C'est ce même Graham qui était présent à la Conférence sur la sécurité de Munich, à laquelle Mazlum Kobani a participé, et où il a rencontré Netchirvan Barzani avec la délégation du Congrès qui l'accompagnait. Il a été rapporté que Graham et Barzani « sont convenus de la nécessité de protéger les droits des Kurdes et des autres composantes dans la situation actuelle et dans la future constitution d'une Syrie unifiée », en plus de « la protection du statut de la région du Kurdistan ».

Pas d'« autonomie », mais une « auto-administration »

Pour en revenir à la rencontre du secrétaire d'État américain Rubio avec la délégation syrienne composée de Mazlum Kobani et Ilham Ahmed ;

Le représentant de la Syrie à l'ONU, Ibrahim Olabi, tout en qualifiant la rencontre de Munich, qu'il a jugée très productive, de « moment historique », a déclaré au sujet des 4 brigades dont la création est prévue dans le cadre de l'intégration des YPG/FDS à l'armée syrienne, et de la présence de « femmes combattantes » dans ces brigades : « Les détails seront clarifiés par le dialogue. Ce sont des questions sur lesquelles il faut travailler en permanence et qu'il faut clarifier... Bien sûr, rien de tout cela n'est facile. », envoyant ainsi le message que cette affaire n'est pas du tout « réglée » comme on nous l'a raconté.

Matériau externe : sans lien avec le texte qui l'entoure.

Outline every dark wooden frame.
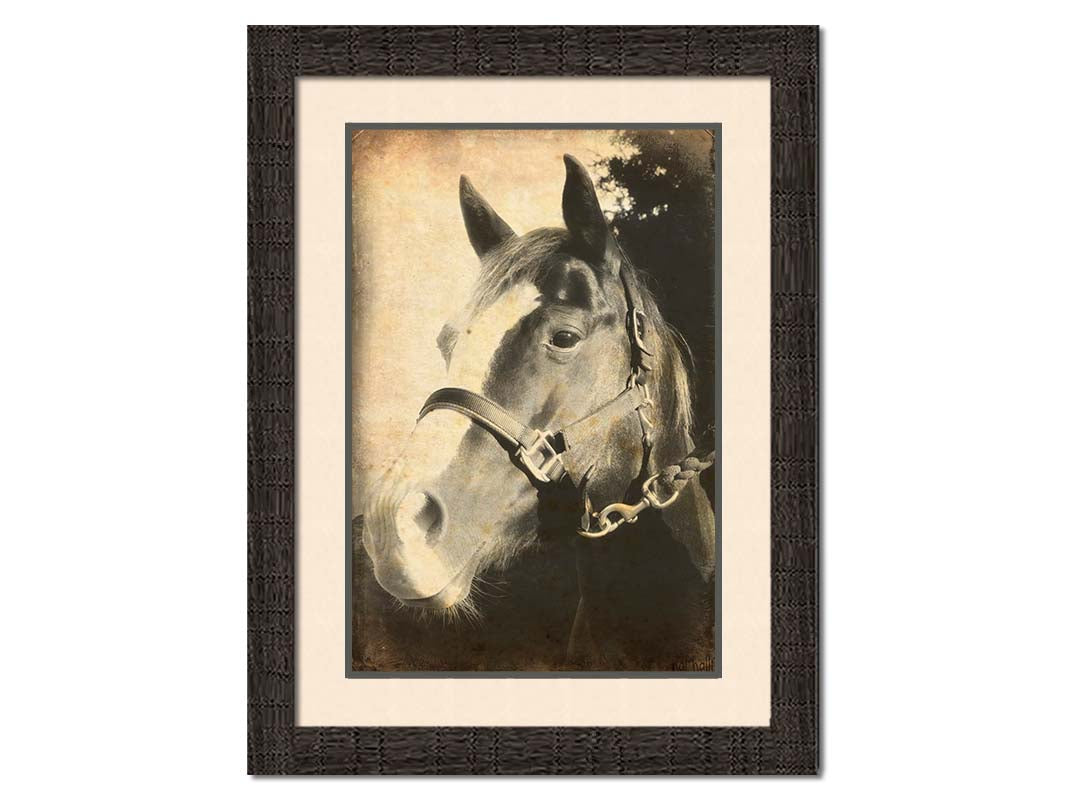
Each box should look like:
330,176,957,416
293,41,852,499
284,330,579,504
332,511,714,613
248,27,819,774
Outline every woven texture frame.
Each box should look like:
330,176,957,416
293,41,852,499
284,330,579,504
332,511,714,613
248,27,819,774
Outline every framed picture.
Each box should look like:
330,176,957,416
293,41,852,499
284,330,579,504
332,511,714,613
248,27,818,774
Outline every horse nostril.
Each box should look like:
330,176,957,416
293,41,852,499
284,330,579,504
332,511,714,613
397,492,445,547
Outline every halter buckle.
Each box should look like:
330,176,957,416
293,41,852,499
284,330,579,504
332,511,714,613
515,430,563,483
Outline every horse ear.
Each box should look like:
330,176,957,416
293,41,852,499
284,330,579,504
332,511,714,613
460,175,515,258
563,155,619,273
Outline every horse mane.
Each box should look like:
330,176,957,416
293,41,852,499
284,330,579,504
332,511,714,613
471,228,694,445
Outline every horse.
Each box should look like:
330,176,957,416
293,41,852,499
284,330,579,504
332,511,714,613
352,156,716,671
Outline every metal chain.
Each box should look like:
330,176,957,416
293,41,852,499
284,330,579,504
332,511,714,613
578,450,715,539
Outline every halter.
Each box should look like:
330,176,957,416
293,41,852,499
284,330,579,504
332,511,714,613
418,270,684,539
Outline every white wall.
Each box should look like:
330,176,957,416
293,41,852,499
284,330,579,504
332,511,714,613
0,1,1067,797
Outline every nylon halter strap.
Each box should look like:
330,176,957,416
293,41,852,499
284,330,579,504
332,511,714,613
418,269,661,538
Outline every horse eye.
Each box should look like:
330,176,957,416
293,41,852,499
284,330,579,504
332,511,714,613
551,331,582,350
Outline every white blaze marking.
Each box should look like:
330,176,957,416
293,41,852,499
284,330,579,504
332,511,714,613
403,284,540,481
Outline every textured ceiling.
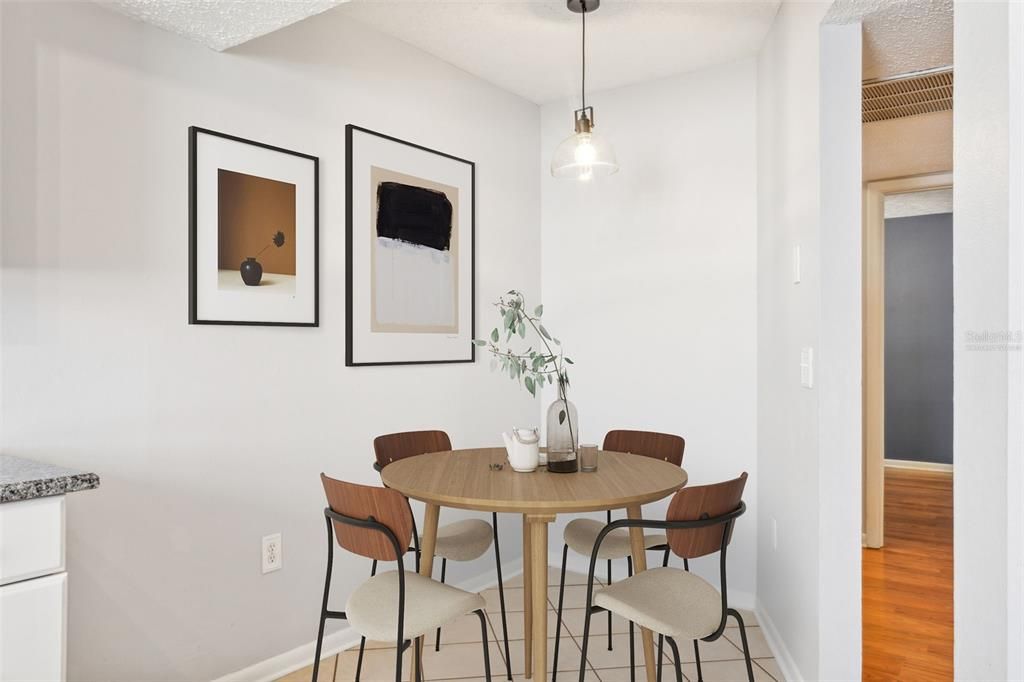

Le plus important, ce sont les propos de Kobani, le chef des FDS. Lors de la rencontre avec le secrétaire d'État américain Rubio, après avoir déclaré que les sujets des « droits des Kurdes, de l'intégration militaire, de la lutte contre l'EI » avaient été abordés et qu'il était « visé de développer un modèle d'intégration approprié entre les structures militaires », en réponse à la question « Le Rojava sera-t-il autonome ou restera-t-il lié à l'administration centrale ? », il a expliqué que « leur objectif est que les régions kurdes se gouvernent elles-mêmes », que « les régions kurdes doivent s'organiser sur la base de l'auto-administration dans les domaines administratif, militaire et sécuritaire », que « les FDS seront sous forme de brigades dans chaque province kurde ; les structures militaires locales seront préservées dans des régions comme Derik, Qamichli, Kobani et Hassaké, et les FDS deviendront une partie de l'armée syrienne dans ce cadre ».

Et il a même souligné que « les contacts internationaux comme celui de Munich signifient un nouveau départ diplomatique pour le Rojava ».

Que ce soient là nos dernières questions :

Est-ce ceux qui transportent le chef terroriste étape par étape vers les plateformes internationales qui ont trahi les YPG/FDS ?!

Si demain ou après-demain, lorsque Jolani/Shara ou Cheibani viendront en Turquie, ils incluent Mazlum Kobani dans la délégation, que ferez-vous ?!